We can of course look at many other features of the tweets. One is a simple sentiment analysis. I am not at all convinced that the result of this attempt are useful or representing an actual pattern. But this is what we could do:

emotion[text_] := "Positive" - "Negative" /. Classify["Sentiment", text, "Probabilities"]


and then

tweetssentiments = emotion /@ tweettexts;
ListPlot[tweetssentiments, PlotRange -> All, LabelStyle ->
Directive[Bold, 15], AxesLabel -> {"tweet number", "sentiment"}]


Using a SmoothHistogram, we see a pattern of "extremes", negative, neutral, positive:

SmoothHistogram[tweetssentiments, PlotTheme -> "Marketing",
FrameLabel -> {"sentiment", "probablitiy"},
LabelStyle -> Directive[Bold, 16], ImageSize -> Large]


We can also ask for less relevant information, such as the colours mentioned in the tweets:

textcasesColor = TextCases[StringJoin[tweettexts], "Color" -> "Interpretation", VerifyInterpretation -> True]

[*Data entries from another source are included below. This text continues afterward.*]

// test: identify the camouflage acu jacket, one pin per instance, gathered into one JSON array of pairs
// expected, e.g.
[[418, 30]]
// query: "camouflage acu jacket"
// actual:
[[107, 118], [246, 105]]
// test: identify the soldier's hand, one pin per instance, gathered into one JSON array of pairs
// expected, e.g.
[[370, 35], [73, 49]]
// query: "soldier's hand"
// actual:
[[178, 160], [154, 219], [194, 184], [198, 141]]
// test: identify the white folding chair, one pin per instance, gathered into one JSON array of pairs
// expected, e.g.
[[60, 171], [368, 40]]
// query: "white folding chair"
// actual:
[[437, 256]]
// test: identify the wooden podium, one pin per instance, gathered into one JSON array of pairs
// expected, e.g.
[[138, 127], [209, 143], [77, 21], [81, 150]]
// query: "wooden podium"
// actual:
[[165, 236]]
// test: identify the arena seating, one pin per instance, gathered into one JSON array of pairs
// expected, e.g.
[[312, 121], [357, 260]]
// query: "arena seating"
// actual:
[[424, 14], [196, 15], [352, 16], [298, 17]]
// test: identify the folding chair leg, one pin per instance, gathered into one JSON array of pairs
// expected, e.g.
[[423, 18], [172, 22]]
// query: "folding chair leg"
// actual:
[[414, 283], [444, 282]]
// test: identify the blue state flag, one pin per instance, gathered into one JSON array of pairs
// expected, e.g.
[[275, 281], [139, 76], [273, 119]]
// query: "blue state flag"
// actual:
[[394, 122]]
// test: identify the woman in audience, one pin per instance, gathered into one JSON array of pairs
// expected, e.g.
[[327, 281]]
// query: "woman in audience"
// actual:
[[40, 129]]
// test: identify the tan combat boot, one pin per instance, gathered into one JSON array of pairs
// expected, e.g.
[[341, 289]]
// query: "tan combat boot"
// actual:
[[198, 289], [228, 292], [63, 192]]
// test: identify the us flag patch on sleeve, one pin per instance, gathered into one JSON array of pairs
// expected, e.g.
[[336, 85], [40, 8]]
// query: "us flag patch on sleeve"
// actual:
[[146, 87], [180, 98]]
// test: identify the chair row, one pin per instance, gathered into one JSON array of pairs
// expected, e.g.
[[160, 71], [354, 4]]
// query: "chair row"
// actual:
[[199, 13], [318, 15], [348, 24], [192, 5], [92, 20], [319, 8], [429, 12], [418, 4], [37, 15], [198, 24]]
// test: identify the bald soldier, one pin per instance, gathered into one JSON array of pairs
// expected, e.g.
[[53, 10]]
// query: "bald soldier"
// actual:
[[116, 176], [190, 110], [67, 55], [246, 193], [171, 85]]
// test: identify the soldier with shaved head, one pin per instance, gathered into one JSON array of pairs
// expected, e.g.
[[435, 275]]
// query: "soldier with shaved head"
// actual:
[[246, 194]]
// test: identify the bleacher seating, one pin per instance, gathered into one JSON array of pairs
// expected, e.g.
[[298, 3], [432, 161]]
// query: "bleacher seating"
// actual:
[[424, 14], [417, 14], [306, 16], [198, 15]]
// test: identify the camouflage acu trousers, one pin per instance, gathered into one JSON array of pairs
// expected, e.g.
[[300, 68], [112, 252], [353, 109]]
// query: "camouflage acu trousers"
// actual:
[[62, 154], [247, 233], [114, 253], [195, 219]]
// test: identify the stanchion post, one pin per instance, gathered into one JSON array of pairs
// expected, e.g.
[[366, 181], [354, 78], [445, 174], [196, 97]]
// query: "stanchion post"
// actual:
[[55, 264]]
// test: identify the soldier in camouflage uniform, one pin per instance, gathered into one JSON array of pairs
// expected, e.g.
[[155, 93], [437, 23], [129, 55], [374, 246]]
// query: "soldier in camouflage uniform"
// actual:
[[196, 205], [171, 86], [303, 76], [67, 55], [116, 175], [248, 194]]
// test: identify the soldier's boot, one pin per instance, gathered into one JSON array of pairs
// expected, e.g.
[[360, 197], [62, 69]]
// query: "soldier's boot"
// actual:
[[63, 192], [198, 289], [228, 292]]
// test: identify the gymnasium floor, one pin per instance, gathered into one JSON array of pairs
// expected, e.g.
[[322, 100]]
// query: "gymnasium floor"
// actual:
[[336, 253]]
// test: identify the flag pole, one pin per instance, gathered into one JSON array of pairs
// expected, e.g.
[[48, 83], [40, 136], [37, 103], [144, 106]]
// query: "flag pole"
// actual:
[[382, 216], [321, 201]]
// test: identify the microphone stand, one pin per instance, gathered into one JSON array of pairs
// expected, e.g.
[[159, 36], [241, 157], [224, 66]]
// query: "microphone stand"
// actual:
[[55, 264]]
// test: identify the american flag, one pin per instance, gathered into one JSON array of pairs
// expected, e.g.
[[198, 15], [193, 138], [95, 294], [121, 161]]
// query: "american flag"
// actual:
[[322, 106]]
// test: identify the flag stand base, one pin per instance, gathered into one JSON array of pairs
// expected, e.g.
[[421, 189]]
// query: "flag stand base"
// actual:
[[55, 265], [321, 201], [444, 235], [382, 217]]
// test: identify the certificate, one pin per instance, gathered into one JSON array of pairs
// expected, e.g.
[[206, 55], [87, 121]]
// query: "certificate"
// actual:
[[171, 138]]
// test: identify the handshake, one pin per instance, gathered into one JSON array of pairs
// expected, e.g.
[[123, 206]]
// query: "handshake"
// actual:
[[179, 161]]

So there is a lot of white, some black, red and green:

ReverseSort@Counts[textcasesColor]


Let's blend these colours together:

Graphics[{Blend[textcasesColor], Disk[]}]


We can also look for "profanity" in tweets:

textcasesProfanity = TextCases[StringJoin[tweettexts], "Profanity"];


and represent these tweets in a table:

Column[textcasesProfanity, Frame -> All]


It is not quite clear to my why some of the tweets are classified as containing profanity. For some tweets it is relatively obvious, I think.

Another interesting analysis is to look at the twitter handles that @realDonaldTrump uses:

textcasesTwitterHandle = TextCases[StringJoin[tweettexts], "TwitterHandle"];


Here are counts of the 50 most common handles:

twitterhandles50 = Normal[(ReverseSort@Counts[ToLowerCase /@ textcasesTwitterHandle])[[1 ;; 50]]]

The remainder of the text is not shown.